DINOSAUR DEVELOPMENT, INC., Plaintiff and Appellant, v. Lewis H. WHITE et al., Defendants and Respondents.

No. A045078.

Decided: December 27, 1989

James E. Reed, Nichols, Catterton, Downing & Reed, Inc., Orinda, for plaintiff and appellant. Pamela J. Platt, Boatwright, Adams & Bechelli, Concord, for defendants and respondents.

The issue presented is this:  If an agency of local government conditions its approval of a subdivision plan submitted by landowner A on the construction of a road from the nearest public thoroughfare to the adjacent landlocked property of landowner B, can A require B to shoulder a portion of the road's construction costs?   Our holding, which is limited to the peculiar situation presented, is that A does not have a cause of action against B for restitution.


This appeal is from a judgment of dismissal entered after a general demurrer to a first amended complaint was sustained without leave to amend.1  The posture of the appeal thus activates the rule that all proper factual allegations are accepted as true for the purpose of determining whether the plaintiff has, however imperfectly, pleaded enough to constitute a cause of action with some entitlement to relief.  (Blatty v. New York Times Co. (1986) 42 Cal.3d 1033, 1040, 232 Cal.Rptr. 542, 728 P.2d 1177;  Frances T. v.
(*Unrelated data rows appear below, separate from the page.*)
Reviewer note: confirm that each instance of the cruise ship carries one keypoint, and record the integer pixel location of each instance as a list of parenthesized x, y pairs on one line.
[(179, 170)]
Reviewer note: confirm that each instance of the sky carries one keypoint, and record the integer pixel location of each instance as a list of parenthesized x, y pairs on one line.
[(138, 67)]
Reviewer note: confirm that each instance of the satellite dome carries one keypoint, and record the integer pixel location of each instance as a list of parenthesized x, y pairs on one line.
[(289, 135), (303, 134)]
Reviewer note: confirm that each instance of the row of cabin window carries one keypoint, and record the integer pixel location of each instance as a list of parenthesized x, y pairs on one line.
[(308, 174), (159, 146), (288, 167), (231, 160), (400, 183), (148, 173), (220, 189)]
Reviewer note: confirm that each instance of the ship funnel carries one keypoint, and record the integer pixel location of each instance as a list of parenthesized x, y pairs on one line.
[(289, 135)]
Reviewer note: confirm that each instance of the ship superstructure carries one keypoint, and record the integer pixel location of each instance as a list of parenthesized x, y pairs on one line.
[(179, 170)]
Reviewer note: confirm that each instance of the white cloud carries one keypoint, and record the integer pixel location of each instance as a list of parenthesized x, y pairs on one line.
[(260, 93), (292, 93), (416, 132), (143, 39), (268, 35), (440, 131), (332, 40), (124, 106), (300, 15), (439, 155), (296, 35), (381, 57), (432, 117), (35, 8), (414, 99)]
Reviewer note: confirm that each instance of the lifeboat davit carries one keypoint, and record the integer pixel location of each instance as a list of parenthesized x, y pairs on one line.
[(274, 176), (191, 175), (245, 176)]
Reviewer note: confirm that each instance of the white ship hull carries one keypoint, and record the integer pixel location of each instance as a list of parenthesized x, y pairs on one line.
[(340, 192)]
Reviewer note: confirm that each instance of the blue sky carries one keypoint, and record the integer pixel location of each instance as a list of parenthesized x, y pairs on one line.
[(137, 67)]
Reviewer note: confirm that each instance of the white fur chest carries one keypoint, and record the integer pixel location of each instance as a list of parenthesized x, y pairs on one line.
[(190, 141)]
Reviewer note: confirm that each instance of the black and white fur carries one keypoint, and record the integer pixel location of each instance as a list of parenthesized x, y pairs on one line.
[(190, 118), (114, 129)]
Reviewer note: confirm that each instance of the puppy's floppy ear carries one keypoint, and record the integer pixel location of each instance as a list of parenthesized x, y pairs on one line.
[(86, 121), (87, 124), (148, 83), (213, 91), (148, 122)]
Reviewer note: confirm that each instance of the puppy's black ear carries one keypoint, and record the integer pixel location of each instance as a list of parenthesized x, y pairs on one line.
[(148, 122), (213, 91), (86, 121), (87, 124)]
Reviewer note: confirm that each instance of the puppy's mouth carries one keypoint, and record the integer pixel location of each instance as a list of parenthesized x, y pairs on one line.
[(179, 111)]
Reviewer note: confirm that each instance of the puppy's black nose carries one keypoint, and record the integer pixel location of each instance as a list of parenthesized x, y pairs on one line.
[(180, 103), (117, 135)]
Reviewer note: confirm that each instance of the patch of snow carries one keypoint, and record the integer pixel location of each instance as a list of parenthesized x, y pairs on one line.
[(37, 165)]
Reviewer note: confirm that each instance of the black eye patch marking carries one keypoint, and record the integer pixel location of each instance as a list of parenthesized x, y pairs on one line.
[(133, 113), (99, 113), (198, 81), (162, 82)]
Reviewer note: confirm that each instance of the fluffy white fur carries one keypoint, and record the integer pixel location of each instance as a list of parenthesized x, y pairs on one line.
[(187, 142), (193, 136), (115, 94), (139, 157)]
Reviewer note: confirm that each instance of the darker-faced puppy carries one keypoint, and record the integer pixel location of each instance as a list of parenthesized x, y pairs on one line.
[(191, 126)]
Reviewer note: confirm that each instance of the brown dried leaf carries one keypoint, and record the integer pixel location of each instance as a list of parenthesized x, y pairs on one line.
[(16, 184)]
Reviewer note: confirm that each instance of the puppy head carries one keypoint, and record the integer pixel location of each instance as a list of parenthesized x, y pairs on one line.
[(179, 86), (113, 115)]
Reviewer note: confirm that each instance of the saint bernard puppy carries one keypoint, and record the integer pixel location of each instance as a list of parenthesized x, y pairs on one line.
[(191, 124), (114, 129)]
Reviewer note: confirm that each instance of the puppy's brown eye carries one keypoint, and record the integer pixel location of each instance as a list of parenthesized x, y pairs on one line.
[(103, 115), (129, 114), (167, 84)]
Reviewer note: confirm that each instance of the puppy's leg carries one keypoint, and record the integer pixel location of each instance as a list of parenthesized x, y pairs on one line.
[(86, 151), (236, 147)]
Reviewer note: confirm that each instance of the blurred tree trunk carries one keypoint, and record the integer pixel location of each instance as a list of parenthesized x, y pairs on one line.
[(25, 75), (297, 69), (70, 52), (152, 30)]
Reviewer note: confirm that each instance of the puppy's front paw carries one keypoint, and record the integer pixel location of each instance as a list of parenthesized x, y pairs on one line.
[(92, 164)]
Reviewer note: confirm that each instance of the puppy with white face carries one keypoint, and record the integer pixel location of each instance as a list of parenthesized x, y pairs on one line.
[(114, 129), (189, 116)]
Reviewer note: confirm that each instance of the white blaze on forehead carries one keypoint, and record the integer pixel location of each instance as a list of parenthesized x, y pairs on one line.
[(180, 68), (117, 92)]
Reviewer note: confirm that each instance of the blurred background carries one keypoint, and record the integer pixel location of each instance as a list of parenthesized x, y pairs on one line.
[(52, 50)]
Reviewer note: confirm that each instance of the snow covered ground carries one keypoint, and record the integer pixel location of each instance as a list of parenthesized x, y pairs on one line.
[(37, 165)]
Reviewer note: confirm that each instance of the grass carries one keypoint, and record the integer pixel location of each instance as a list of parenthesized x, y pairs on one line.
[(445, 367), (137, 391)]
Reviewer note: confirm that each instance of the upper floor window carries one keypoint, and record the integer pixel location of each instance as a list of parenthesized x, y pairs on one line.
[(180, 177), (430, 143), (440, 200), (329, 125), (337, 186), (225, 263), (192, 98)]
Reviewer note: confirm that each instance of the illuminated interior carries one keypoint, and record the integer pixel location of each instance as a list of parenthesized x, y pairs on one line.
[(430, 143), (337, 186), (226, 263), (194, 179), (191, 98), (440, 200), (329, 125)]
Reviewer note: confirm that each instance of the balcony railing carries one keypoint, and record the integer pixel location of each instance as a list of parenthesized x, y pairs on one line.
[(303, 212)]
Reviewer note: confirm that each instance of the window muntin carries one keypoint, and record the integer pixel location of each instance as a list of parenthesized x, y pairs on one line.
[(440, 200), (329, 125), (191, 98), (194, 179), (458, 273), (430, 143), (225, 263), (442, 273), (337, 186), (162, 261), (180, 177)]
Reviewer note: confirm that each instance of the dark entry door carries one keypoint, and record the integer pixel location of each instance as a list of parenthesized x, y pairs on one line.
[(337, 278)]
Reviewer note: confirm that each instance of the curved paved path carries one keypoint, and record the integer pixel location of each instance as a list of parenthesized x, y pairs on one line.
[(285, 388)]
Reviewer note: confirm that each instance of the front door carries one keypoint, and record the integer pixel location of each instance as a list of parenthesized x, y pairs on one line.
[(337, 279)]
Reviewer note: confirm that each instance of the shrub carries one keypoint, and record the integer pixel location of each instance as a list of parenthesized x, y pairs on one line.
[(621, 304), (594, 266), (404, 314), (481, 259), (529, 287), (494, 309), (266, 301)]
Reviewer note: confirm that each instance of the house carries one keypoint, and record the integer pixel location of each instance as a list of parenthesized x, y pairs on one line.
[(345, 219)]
Village Green Owners Assn. (1986) 42 Cal.3d 490, 496, fn. 2, 229 Cal.Rptr. 456, 723 P.2d 573.)   The picture sketched by the salient allegations is delightfully simple.

Within the City of Pleasant Hill are two adjoining parcels of unimproved real property.   One of the parcels is owned by plaintiff Dinosaur Development, Inc.   The other is owned by defendants Lewis H. White and Elma Ruth White.   The two parcels are “landlocked,” lacking “access for ingress and egress to and from” Taylor Boulevard, which is “[t]he nearest thoroughfare for vehicular traffic.”

Plaintiff applied to the Contra Costa County Community Development Department (the Department) for approval of a subdivision map reflecting plaintiff's plan to construct three single-family residences on its property.   Plaintiff also requested approval of its proposal to construct a paved access road (apparently along the route of an existing unpaved “fire road”) from Taylor Boulevard;  the proposed access road would “terminate in a cul-de-sac in the approximate center” of plaintiff's property.

According to plaintiff, defendants, who plan to develop their property in a similar fashion, “demanded that the ․ Department ․ require that plaintiff ensure access” from Taylor Boulevard to defendants' property “as a condition of approving plaintiff's subdivision map.”  “As a direct result of defendants' demands” the Department approved plaintiff's subdivision map subject to the express condition that plaintiff “ ‘ensure legal access to the proposed access road’ ” to defendants' property.2  Defendants refused to waive this condition or pay any part of the costs of constructing the proposed access road.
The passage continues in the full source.